Being the mom of a premature baby, I found out the hard way that the whole “leaving the hospital with your baby” routine was not going to happen for me, at least not at the very beginning. However, what happens afterwards, the whole freaking out, getting to know your baby, feeling by week three you can actually do this, etc etc, does happen as it does to all those mommies of non-premature babies. Yet, you don’t imagine having to go through some of that a second time, nor do you imagine that a visit to the pediatrician will end up in you leaving the hospital 10 days later.
However, that’s what happened to us with our little one. Our baby boy was diagnosed with something known as the human respiratory syncytial virus or RSV, which can be a very aggressive virus on babies up to one year old. You can say we were lucky we were at the pediatrician’s office because our baby boy suddenly after a round of crying, turned blue and stopped breathing. As any mom can agree, it lasted only seconds but for me it lasted hours. And I felt my own heart just drop to my knees. My husband managed to keep his cool, so did the doctor (thank god!) and after he was able to stimulate him back into breathing, we walked directly to the ER and didn’t leave the hospital ten days later.

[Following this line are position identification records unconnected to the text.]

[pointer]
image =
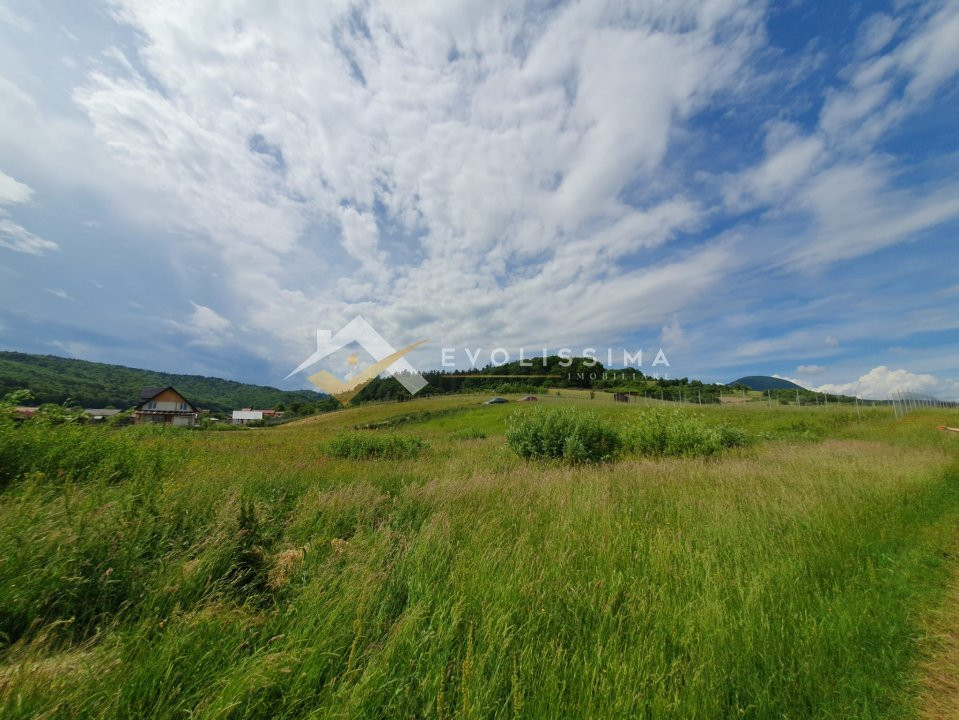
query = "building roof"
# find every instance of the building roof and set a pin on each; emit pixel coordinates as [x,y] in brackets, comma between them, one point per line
[148,393]
[101,412]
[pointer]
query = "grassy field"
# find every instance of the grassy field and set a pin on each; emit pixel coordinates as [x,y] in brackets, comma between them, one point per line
[257,574]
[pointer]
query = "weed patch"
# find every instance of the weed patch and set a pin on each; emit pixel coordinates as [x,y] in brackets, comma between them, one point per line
[358,446]
[568,435]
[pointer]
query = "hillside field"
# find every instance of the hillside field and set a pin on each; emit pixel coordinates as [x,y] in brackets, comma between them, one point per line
[254,574]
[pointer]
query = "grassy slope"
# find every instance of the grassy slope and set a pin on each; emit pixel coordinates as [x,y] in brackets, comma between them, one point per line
[56,379]
[785,580]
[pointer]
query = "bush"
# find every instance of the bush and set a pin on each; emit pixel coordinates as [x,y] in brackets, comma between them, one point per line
[363,446]
[669,433]
[468,434]
[565,434]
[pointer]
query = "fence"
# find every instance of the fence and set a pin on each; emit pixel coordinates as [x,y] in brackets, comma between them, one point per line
[905,402]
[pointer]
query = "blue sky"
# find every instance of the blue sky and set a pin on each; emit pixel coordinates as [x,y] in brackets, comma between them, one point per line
[757,188]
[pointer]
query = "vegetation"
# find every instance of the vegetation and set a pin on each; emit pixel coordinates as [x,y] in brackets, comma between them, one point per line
[365,446]
[668,433]
[87,384]
[170,574]
[566,434]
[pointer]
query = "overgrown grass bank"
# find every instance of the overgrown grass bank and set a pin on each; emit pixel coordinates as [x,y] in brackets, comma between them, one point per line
[255,575]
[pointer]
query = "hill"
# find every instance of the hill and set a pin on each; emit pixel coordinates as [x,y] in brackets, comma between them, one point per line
[55,380]
[766,382]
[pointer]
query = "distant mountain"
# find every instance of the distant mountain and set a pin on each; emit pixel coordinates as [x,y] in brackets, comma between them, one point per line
[766,382]
[55,379]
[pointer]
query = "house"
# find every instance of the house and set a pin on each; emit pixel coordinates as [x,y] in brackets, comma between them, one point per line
[101,414]
[242,417]
[164,406]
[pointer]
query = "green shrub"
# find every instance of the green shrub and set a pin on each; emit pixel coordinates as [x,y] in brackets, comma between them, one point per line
[730,436]
[66,452]
[365,446]
[669,433]
[565,434]
[468,434]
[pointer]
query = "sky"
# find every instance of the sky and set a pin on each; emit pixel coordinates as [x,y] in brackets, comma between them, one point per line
[756,188]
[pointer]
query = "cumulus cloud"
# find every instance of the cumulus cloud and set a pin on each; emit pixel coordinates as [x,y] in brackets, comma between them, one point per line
[14,236]
[519,173]
[60,293]
[672,335]
[18,238]
[205,326]
[13,191]
[880,382]
[458,159]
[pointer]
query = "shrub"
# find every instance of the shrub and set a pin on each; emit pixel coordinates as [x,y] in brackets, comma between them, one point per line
[66,451]
[468,434]
[668,433]
[364,446]
[575,437]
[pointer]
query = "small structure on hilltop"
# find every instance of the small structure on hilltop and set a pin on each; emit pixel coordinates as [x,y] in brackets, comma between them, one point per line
[164,406]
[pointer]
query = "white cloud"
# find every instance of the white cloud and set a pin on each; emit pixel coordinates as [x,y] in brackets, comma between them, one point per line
[880,382]
[12,191]
[672,335]
[205,325]
[494,141]
[16,237]
[60,293]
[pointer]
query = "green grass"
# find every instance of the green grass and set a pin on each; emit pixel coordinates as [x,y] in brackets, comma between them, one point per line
[260,575]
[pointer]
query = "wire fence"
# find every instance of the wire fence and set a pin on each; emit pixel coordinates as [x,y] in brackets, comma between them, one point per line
[905,402]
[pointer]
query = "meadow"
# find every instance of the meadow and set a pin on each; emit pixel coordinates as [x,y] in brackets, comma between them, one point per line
[403,560]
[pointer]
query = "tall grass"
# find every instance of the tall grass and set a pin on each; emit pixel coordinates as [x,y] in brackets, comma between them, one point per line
[576,437]
[259,577]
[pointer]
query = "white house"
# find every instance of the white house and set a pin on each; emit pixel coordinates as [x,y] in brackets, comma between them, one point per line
[242,417]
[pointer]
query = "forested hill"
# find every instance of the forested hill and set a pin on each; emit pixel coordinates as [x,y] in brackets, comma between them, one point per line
[55,380]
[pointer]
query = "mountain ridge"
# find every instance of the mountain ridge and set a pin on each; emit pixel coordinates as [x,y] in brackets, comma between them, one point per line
[54,379]
[767,382]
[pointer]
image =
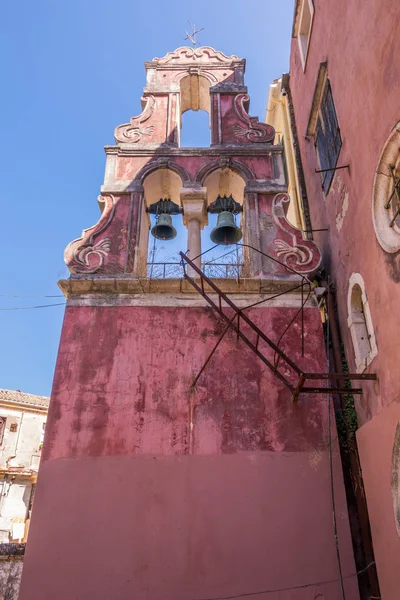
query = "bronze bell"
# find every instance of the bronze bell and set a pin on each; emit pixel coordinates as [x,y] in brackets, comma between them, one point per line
[226,232]
[163,229]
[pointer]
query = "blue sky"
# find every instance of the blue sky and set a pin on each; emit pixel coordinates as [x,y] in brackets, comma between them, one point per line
[71,72]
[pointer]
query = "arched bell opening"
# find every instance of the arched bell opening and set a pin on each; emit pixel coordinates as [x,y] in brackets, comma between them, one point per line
[225,203]
[162,233]
[195,126]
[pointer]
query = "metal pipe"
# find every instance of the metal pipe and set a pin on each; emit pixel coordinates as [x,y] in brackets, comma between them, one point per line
[369,578]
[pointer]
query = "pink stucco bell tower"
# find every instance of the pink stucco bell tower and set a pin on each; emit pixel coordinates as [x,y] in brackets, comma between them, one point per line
[184,459]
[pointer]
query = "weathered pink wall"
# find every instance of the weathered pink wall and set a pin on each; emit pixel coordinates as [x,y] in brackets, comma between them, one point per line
[134,501]
[375,442]
[361,44]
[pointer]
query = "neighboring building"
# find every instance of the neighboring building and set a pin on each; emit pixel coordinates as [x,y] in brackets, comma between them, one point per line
[22,422]
[344,87]
[278,114]
[170,471]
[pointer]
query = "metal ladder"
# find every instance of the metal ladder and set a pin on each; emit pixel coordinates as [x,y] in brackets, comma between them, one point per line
[234,324]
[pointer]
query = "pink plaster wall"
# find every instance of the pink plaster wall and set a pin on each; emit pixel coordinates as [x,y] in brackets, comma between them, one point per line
[375,443]
[361,44]
[134,501]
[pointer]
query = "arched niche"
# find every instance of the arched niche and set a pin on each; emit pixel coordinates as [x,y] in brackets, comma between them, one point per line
[223,182]
[360,323]
[195,126]
[195,93]
[159,184]
[162,183]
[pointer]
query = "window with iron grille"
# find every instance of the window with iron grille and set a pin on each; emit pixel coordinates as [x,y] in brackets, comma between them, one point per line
[2,428]
[328,140]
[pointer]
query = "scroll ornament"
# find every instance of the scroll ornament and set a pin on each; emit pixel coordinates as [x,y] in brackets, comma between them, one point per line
[301,255]
[252,129]
[85,255]
[134,131]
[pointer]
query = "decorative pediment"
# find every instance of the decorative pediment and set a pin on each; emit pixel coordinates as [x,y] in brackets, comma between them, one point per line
[135,131]
[204,54]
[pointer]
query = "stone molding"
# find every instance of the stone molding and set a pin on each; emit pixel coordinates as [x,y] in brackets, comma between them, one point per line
[128,286]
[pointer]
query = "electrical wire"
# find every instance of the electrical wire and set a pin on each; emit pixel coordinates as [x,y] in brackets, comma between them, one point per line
[288,589]
[33,307]
[17,296]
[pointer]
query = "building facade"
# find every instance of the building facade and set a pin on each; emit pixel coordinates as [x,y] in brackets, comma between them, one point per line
[344,77]
[22,422]
[190,415]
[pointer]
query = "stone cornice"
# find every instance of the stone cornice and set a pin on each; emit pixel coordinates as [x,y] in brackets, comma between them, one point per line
[86,284]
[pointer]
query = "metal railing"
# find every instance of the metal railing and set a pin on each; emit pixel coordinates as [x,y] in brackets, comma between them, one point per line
[172,269]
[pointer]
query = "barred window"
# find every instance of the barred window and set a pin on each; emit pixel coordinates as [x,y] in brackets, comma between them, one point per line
[328,140]
[2,428]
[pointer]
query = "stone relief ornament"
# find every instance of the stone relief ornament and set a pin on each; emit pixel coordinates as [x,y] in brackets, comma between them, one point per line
[133,131]
[252,130]
[291,248]
[203,54]
[83,255]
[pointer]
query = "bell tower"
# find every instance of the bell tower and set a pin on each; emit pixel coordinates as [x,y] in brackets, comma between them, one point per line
[187,454]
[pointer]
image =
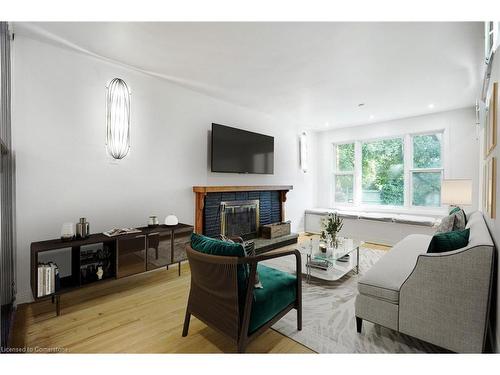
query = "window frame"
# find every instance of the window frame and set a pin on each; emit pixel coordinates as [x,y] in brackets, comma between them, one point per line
[379,206]
[412,169]
[408,205]
[336,173]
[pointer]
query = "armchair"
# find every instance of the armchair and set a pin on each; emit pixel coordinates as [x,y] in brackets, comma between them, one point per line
[216,299]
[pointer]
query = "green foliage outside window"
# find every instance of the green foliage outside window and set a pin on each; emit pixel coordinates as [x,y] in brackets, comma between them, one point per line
[383,172]
[345,157]
[427,151]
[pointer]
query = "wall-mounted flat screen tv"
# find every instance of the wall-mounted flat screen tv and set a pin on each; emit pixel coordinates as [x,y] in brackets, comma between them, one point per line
[240,151]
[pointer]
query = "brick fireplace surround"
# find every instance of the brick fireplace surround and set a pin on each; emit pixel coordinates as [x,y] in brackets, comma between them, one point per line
[272,200]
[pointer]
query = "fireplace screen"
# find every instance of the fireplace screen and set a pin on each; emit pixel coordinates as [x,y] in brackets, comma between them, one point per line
[240,218]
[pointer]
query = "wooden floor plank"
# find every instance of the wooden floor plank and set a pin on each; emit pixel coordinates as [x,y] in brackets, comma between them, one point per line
[140,314]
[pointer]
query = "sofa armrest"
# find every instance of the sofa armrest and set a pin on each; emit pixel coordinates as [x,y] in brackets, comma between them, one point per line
[446,299]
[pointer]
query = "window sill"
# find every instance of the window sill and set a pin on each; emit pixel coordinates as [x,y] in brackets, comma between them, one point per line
[423,211]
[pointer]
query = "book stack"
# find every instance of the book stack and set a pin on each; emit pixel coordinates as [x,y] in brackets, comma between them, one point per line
[48,279]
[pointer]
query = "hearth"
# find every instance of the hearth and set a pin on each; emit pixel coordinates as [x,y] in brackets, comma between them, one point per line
[241,210]
[239,218]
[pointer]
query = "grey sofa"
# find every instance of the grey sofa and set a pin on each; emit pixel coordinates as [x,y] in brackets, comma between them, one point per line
[440,298]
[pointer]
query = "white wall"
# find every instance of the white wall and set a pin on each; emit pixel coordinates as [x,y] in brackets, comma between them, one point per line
[62,169]
[460,141]
[494,224]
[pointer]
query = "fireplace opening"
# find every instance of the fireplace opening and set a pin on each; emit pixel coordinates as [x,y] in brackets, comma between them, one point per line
[240,218]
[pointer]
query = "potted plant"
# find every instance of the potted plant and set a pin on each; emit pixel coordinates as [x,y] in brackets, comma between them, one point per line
[331,226]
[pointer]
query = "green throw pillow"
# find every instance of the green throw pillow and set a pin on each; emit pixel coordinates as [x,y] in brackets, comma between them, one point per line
[213,246]
[449,241]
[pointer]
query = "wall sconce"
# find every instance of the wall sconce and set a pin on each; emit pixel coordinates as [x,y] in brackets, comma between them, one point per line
[117,118]
[303,151]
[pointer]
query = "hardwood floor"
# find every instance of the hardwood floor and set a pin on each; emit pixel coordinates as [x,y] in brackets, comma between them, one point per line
[139,314]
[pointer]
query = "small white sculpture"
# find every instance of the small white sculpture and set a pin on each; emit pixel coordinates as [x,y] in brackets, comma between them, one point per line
[171,220]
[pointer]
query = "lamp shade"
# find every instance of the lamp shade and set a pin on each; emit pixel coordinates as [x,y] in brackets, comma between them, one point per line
[118,119]
[456,192]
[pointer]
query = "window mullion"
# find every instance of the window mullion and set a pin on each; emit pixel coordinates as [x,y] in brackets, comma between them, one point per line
[357,173]
[408,166]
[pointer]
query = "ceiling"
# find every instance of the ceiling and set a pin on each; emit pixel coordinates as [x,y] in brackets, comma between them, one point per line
[311,74]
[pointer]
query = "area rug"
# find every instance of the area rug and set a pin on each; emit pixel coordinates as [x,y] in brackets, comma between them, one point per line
[329,325]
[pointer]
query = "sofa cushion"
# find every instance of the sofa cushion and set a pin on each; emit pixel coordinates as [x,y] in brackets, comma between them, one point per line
[385,278]
[449,241]
[446,224]
[279,292]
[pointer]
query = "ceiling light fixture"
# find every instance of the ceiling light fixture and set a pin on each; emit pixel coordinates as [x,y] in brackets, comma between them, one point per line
[117,118]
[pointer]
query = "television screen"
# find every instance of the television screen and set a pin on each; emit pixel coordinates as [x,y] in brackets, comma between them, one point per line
[240,151]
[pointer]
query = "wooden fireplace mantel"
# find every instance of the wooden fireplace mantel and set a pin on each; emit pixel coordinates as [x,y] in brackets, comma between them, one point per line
[202,191]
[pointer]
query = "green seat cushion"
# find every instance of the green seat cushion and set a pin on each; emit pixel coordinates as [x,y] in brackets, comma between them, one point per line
[212,246]
[449,241]
[279,291]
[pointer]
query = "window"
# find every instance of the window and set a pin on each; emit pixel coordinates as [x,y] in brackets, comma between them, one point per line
[344,173]
[404,171]
[383,172]
[426,172]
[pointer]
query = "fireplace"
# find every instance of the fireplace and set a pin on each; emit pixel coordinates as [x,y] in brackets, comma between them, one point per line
[242,210]
[239,218]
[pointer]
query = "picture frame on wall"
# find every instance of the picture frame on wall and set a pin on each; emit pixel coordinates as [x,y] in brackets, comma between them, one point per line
[491,201]
[490,131]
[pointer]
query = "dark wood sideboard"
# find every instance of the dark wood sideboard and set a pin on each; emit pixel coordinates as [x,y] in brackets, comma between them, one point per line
[153,248]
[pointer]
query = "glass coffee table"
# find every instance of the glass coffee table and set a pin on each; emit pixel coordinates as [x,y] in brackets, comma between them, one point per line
[334,264]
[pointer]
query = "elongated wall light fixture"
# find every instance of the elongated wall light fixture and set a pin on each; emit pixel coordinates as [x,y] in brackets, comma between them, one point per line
[117,118]
[303,151]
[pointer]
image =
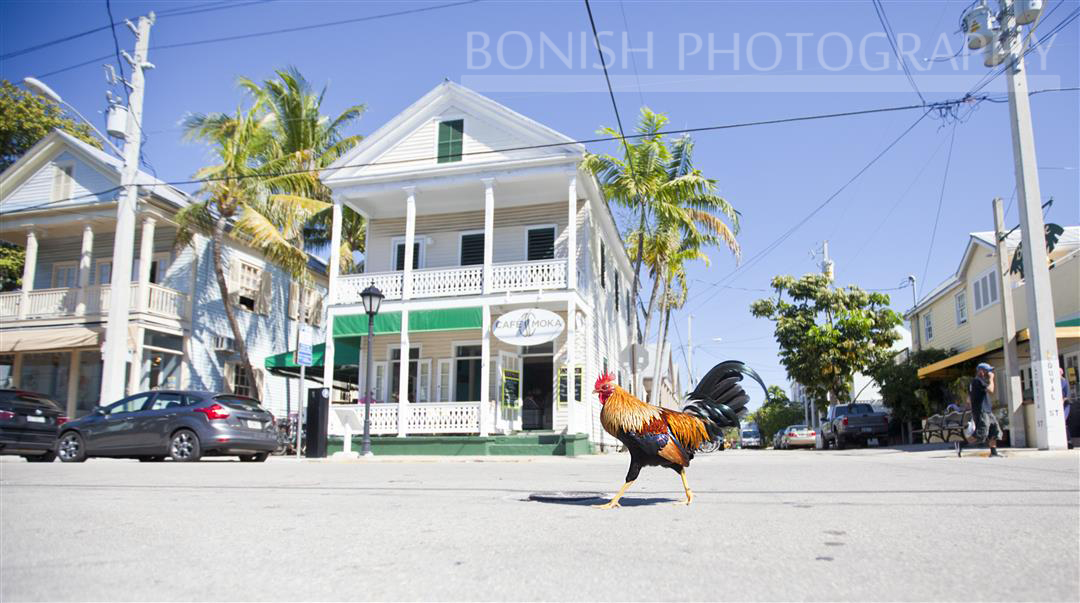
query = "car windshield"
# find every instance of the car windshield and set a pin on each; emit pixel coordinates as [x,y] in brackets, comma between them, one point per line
[239,403]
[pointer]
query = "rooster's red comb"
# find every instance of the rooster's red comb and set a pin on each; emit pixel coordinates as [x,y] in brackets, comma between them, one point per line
[604,378]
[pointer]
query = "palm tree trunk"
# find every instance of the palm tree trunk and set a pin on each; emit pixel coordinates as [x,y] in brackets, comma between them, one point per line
[633,293]
[223,285]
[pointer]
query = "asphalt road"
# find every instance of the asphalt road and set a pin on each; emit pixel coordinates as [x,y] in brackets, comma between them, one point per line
[858,525]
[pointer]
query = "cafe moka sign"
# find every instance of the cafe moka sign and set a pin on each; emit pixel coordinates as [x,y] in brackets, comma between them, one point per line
[528,326]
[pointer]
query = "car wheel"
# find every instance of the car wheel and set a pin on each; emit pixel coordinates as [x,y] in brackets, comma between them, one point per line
[71,447]
[184,446]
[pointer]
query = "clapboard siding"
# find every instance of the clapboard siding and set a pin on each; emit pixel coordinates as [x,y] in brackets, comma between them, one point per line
[38,188]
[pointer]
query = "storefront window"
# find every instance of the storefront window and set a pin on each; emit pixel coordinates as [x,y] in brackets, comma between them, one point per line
[90,383]
[46,374]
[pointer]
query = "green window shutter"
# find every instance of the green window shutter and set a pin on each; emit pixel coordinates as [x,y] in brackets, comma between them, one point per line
[449,141]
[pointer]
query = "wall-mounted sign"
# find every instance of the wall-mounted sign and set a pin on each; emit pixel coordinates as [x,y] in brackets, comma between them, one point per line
[527,326]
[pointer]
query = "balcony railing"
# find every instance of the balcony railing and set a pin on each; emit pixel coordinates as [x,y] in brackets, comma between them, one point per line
[64,302]
[462,280]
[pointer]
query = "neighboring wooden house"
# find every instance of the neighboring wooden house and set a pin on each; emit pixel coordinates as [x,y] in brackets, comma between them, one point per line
[963,313]
[461,232]
[59,202]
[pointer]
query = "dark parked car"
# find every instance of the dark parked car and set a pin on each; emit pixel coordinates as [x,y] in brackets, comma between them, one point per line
[184,426]
[28,425]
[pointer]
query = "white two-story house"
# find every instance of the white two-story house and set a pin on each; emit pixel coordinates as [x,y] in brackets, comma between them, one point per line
[474,211]
[59,202]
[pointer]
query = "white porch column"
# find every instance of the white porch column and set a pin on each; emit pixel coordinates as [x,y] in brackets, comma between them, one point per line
[333,271]
[571,235]
[409,241]
[485,371]
[145,259]
[403,377]
[571,357]
[29,268]
[85,260]
[488,231]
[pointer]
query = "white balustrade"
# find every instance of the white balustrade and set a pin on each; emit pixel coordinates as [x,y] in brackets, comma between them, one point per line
[528,276]
[459,280]
[9,304]
[423,418]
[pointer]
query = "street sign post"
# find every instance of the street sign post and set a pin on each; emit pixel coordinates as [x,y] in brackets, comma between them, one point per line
[304,360]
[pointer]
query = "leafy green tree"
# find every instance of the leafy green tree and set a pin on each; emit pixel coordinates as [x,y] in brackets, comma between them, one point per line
[903,392]
[826,335]
[26,118]
[669,198]
[777,413]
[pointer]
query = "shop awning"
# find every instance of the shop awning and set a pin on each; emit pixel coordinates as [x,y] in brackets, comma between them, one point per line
[1062,332]
[37,339]
[448,319]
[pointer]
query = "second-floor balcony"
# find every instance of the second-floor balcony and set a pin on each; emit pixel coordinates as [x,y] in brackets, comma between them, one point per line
[93,300]
[509,277]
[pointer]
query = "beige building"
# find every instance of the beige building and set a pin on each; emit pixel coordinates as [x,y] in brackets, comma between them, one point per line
[963,313]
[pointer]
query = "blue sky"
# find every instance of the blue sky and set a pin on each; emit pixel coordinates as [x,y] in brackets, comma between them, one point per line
[879,228]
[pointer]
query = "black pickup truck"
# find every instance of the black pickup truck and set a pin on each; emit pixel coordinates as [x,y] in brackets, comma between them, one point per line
[848,424]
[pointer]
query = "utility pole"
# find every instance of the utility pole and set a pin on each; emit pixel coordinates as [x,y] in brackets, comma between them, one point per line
[689,350]
[116,333]
[1011,392]
[1049,412]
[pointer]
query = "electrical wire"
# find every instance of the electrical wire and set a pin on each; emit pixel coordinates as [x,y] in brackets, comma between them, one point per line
[270,32]
[941,200]
[164,14]
[780,240]
[891,36]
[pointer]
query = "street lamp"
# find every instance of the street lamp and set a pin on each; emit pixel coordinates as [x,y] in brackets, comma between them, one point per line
[372,298]
[41,89]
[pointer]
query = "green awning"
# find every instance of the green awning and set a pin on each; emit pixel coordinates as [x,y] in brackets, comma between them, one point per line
[346,353]
[450,319]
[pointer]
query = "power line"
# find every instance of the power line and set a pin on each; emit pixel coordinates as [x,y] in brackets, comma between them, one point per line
[112,23]
[271,32]
[891,36]
[769,249]
[941,200]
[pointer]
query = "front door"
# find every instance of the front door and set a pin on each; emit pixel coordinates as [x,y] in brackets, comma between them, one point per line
[537,389]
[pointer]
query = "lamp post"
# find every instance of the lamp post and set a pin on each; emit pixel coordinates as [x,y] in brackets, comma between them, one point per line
[372,298]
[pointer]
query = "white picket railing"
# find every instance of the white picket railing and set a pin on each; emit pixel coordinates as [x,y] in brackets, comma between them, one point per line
[460,280]
[423,418]
[58,303]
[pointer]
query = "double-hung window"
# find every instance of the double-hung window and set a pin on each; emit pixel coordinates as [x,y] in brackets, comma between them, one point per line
[541,243]
[986,290]
[961,307]
[472,249]
[449,139]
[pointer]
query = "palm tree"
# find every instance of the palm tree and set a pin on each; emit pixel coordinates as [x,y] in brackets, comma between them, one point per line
[239,202]
[311,142]
[658,182]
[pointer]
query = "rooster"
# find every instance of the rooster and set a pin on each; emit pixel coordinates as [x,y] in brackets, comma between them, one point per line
[660,437]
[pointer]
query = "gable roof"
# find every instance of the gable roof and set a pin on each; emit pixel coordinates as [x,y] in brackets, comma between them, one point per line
[56,141]
[449,95]
[1068,242]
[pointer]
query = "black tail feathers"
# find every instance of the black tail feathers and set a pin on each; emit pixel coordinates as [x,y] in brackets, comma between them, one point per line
[718,399]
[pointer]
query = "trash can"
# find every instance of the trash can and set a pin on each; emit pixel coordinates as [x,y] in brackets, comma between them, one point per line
[318,416]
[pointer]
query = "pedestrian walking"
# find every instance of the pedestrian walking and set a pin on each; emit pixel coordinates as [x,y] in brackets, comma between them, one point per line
[987,430]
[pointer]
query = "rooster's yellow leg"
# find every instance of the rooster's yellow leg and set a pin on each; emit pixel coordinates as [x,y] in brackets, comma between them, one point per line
[686,486]
[615,501]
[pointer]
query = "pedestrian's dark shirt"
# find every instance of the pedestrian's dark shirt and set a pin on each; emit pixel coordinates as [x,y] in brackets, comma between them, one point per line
[980,401]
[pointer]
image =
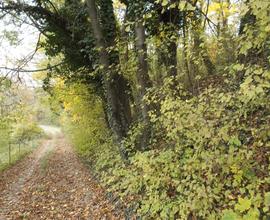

My baby had been a bit congested, though he had not presented any fever or any other sign of infection. However, little did we know that this virus would wreak havoc with his lungs and hence give us a couple more scares like the one at the doctor’s office, though at the hospital with nurses and doctors. In more simple terms, this virus causes a really horrible cold, which may make us grown ups feel like crap, but that is really mean with babies. Matias had to be with oxygen and he was submitted to a series of tests to rule out some other thing that may have caused those cyanotic episodes. Luckily, it was just the virus which was the problem. And like any cold, it just needed to run its course, but the time spent at the hospital, the tests, the constant worrying did a number on what had been a slowly growing confidence that I was doing a good job as a mom.
Like other mothers have told me, I am experiencing the classic post-hospital stay syndrome, which has made me vow never to take out my child nor to let him interact with anyone who looks a little but suspicious of getting sick or is already sick. I’m thinking that 2015 might be a good time to expose him again to the outside world, or maybe even 2016 depending on how I feel about it. It’s weird because I didn’t start out like that when Matias first came home from the hospital, but now I am thinking of buying those special gowns that nurses had to wear around him just so anyone who is thinking of coming to visit can wear while being around him.
Obviously, I still feel guilty because maybe I should not have taken my boy outside, though the doctor explained that virus is just in the air and it has nothing to do with how much or how little Matias was out and about. Anyone could have had that virus and could have passed it to me or my husband or anyone around us, family, friends, or just by opening the window of my apartment. So now, the idea of putting my baby boy inside a glass box is not so unappealing.
He is out now, and that trip back from the hospital felt like the weeks before he had been with us, did not happen and we had to start all over again. Not to mention, this time I had accumulated the usual exhaustion from not sleeping due to late night feedings before the hospital, plus those days locked up inside his room, sleeping on a sofa that should be banned from the world and the stress of the whole ordeal did cause me to feel like someone had used my whole body as a punching bag this past Sunday. And now, I must add the mental exhaustion of questioning everything I do with him, so we don’t end up back at the hospital again.
Fortunately, our last visit to the doctor, post-hospital ordeal was a good one. His pediatrician found him well and as if nothing had ever happened. He is back to his old self, discovering what it means to be a two-month old baby. That was another hard thing for us as parents, to celebrate his two months at the hospital, while he had this glass box over his head blowing oxygen 24/7.
So now, it is a matter of building up my confidence and not be worrying if he’ll catch that virus again and get sick again or catch some other thing and get sick. I guess I had to be a mom to understand what mothers say when they feel helpless when their kids get sick and there is nothing that can do to make it all go away fast. I mean, I was starting to understand his cries of hunger, tiredness, but when he was crying because he felt bad, that was the worst because all I could do was step back and let the medicine do its job, or as it happened most of the time, cry with him.